[R-meta] Handling meta-analysis dataset with sampling variance equals zero

Tzlil Shushan tz|||21092 @end|ng |rom gm@||@com
Tue Jan 11 02:32:02 CET 2022


Dear Wolfgang, James and the team..

Me and colleagues are currently conducting a meta-analysis in the area of
sports. In our analysis, we meta-analyse the exposure of high-speed running
and sprinting in variations of games during football (soccer) training. For
example, an outcome may be the distance covered (in meters) during a 4
versus 4 players game between 14.4 to 19.8 km.h only or the distance
covered above 24.0 km.h. Hence, our main outcome is the mean and sampling
variance of SD express as meters per minute game (we use "MN" in escalc
function)..

Considering that exposure to high velocity thresholds (e.g. >24 km.h)
uncommonly happens during such games we have many outcomes that have mean
and SD of 0 (we get sampling error of 0), also yielding to an overall
estimate that is very close to zero. In other words, almost all of the
distance covered during such games is in running speeds that are less than
what is considered 'sprinting' in football.

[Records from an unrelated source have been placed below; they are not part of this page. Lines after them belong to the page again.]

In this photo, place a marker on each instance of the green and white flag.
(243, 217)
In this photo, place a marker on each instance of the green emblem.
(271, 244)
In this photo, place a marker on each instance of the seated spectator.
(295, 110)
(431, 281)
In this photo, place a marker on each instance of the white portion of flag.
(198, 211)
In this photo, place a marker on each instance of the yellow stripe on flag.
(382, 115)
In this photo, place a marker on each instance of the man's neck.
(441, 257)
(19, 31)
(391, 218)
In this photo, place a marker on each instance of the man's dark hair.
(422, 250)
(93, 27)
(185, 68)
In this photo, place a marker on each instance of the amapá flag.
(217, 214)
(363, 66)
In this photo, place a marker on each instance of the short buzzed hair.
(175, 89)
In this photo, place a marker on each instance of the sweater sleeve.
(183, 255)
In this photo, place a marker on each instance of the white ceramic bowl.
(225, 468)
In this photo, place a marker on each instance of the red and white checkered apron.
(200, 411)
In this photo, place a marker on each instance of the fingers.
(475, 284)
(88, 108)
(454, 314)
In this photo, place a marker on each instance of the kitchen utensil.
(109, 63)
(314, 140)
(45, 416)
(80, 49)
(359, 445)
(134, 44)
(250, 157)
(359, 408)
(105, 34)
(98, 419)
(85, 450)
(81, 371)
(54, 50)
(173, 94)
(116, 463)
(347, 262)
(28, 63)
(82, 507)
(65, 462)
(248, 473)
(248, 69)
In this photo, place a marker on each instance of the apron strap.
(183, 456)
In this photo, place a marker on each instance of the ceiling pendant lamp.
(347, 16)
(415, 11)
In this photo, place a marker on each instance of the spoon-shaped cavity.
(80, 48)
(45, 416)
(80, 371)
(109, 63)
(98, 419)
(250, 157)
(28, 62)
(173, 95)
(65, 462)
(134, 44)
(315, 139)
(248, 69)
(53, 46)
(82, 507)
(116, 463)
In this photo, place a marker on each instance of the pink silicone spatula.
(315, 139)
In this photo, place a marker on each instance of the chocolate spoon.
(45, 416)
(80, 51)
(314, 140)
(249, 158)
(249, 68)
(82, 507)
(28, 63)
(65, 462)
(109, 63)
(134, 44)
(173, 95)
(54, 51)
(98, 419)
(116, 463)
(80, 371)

My main question is regarding heterogeneity..

Whilst building the 'V-matrix' using the clubSandwich package we get a
warning message of non-positive definite due to 0s in the matrix. We
basically ignore this because it makes sense to have 0s as explained. Also,
I know that when we run the model we don't get the Q-statistics and cannot
calculate I^2 due to the same reason..

I've been reading some of past discussions on these in the group however
wanted to make sure and ask for reporting approaches. Is there any option
to get these heterogeneity statistics with our data? Alternatively, can we
basically state that we don't report these because of the nature of the
dataset including many 0 values – and report tau only?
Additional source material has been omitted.